La pérdida de poder adquisitivo provocada por los altos niveles de inflación -que no ceden, sino que se aceleran- tiene cada vez más impacto en el consumo masivo, más allá de su mayor inelasticidad. Los números de la consultora Scentia del primer trimestre muestran una evolución negativa, aunque leve, entre enero y marzo, pero con una notoria diferencia entre la performance que denotan los autoservicios y la que reflejan las grandes cadenas de supermercados. En el primer caso, las ventas siguen mostrando caídas interanuales importantes, mientras que las grandes superficies se ven beneficiadas por tener mejores precios.
De acuerdo con la consultora que dirige Osvaldo del Río, si bien la variación trimestral fue negativa, marzo fue el primer mes, desde noviembre del año pasado, que mostró una suba del consumo en términos de volumen. El aumento fue del 1,6% respecto del mismo mes del 2022, pero este incremento se explica fundamentalmente por el alza del 10,4% que registraron las grandes cadenas. En el canal tradicional (autoservicios independientes), la demanda mermó 6,1% en el tercer mes del año. “El crecimiento continúa debido a la amplia diferencia de precios que existe con los comercios de barrio”, precisó el director ejecutivo de la Asociación de Supermercados Unidos (ASU), Juan Vasco Martínez.
Más allá del diferente poder de negociación con los proveedores que tienen las grandes cadenas versus los comercios de proximidad, la mayor brecha de precios se produjo a partir de los distintos acuerdos de precios que se han firmado en los últimos años y que siempre han funcionado exclusivamente en las grandes superficies, posibles de controlar.
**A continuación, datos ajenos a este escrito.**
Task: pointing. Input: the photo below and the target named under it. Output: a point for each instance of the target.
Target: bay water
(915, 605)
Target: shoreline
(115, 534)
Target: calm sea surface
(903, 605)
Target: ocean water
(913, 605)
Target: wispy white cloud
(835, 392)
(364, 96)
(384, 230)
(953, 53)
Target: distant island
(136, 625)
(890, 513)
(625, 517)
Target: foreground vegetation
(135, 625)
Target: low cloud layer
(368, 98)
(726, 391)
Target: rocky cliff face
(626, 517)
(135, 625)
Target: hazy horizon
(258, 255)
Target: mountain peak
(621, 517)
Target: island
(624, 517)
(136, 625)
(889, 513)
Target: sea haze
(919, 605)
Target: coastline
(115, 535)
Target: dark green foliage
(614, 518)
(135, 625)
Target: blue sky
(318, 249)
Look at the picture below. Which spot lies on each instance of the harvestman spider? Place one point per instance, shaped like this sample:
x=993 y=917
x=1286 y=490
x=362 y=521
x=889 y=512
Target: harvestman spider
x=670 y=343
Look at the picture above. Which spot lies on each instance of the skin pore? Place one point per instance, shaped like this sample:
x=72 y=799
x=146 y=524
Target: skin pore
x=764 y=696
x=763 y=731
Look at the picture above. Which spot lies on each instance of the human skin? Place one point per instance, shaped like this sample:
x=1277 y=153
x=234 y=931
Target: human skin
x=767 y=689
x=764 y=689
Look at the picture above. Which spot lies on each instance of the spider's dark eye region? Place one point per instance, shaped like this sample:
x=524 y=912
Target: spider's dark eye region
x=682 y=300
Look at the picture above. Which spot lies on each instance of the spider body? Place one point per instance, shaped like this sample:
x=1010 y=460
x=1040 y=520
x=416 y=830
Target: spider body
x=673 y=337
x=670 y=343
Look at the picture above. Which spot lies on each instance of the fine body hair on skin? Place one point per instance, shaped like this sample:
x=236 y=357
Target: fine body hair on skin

Desde noviembre del año pasado existe Precios Justos, que consiste en que una canasta de alrededor de 1.800 productos mantienen prácticamente congelado su precio, mientras que el resto de los artículos que se comercializan en ese canal tienen un tope de suba del 3,2% mensual hasta junio.

Si bien hubo, en los últimos meses, renegociaciones y subas excepcionales que llegaron al 9%, en líneas generales se está cumpliendo con la pauta establecida en las cadenas y en los supermercados mayoristas. Pero no así en los autoservicios independientes, donde directamente no funciona el programa y los aumentos están en línea con la suba de costos que sufren las industrias.
Esta disparidad hizo que muchos consumidores volcaran sus consumos hacia el canal moderno y lo potenciara. De hecho, las cadenas acumulan una suba de las ventas en el primer trimestre de 8,4%, según Scentia, mientras que los autoservicios independientes, una caída de 8%. Las acciones comerciales que el canal moderno suele hacer también traccionaron en los últimos meses, pero “hoy ya casi no existen las promociones”, dijeron en el supermercadismo, debido a que los costos están subiendo a un ritmo mucho más alto que los aumentos de precios autorizados por la Secretaría de Comercio, por lo que las empresas están cada vez más incómodas con el programa de precios. Al punto tal de que los problemas de abastecimiento en algunos productos empiezan a ser cada vez mayores.
Lo aseguran las cadenas de supermercados y también en el mercado mayorista. “Hay muchas industrias con atrasos importantes. Y es por los aumentos que no pueden aplicar . En el caso de la yerba, aumentó de golpe, entre 35% y 42% en una semana, pero en general los precios que me llegan son los autorizados por la Secretaría. De todos modos, el comentario de que no es suficiente me lo hacen todos los proveedores”, dijo a este medio el dueño de un supermercado mayorista.
Un reciente informe de la consultora Ecolatina detalló que desde la entrada en vigencia de Precios Justos, “la diferencia entre los aumentos de algunos productos dentro del acuerdo no es menor: por ejemplo, en el canal tradicional el agua creció 10 puntos porcentuales por encima del canal moderno; los fideos, 9; la leche, 7; los yogures, 6″. Y el informe agregó que en unos pocos casos los precios subieron más en los supermercados que en los pequeños comercios. Es el caso del pan fresco, la harina, el aceite puro, la yerba mate y el azúcar, precisó la consultora.
La evolución del consumo en las grandes cadenas fue pareja en todos los rubros, de acuerdo con Scentia. Es decir, todos mostraron subas en marzo, con las bebidas (con y sin alcohol) a la cabeza debido a las atípicas altas temperaturas registradas el mes pasado. Las bebidas con alcohol crecieron 37,2% respecto de marzo de 2022, mientras que las sin alcohol, 24,5%. Le siguió higiene y cosmética con 14,3% de incremento interanual.
En los autoservicios independientes, por el contrario, casi todas registraron caídas, excepto bebidas sin alcohol, que creció 19,4% también en este canal. La explicación es la misma: efecto del clima. La categoría que más cayó, en este caso, fue limpieza de ropa y hogar, cuyas ventas se desplomaron también 19,4 por ciento.